# Exploratory Data Analysis with Pandas

   #### Resources: 
   
   ##### You Tube 
       - https://www.youtube.com/watch?v=vmEHCJofslg
       - https://www.youtube.com/playlist?list=PL-osiE80TeTsWmV9i9c58mdDCSskIFdDS
   ##### Cheat sheets: 
       - https://www.enthought.com/wp-content/uploads/Enthought-Python-Pandas-Cheat-Sheets-1-8-v1.0.2.pdf
   ##### Towards Data Science
       - https://towardsdatascience.com/how-to-master-pandas-for-data-science-b8ab0a9b1042
       
   ##### The documentation: 
       - https://pandas.pydata.org/docs/index.html

__Series:__ A Pandas Series is a one-dimensional array that is very much similar to the NumPy array but with the ability to be labeled (i.e. the axis label or also called the index). A Series can hold an integer, float, string, python object, etc. At a high-level, a Series can be thought of as a column in Microsoft Excel.
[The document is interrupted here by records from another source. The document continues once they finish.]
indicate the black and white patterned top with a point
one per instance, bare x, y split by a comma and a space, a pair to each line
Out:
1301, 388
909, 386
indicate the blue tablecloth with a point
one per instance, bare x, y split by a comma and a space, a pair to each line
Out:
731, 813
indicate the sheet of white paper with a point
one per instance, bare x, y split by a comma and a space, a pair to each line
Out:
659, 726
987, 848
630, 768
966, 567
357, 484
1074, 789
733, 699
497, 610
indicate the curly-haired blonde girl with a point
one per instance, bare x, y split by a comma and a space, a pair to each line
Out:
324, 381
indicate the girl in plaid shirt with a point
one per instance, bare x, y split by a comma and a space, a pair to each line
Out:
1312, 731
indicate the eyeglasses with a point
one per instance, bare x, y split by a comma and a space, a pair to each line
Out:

__DataFrame:__ A Pandas DataFrame is a two-dimensional array. At a high-level, a DataFrame can be thought of as the spreadsheet in Microsoft Excel (i.e. a M Ã— N matrix where M denotes the rows and N the columns).
(from https://towardsdatascience.com/how-to-master-pandas-for-data-science-b8ab0a9b1042)

In [None]:
import pandas as pd

## Load and Inspect

In [None]:
df = pd.read_csv("starbucks_drinkMenu_expanded.csv")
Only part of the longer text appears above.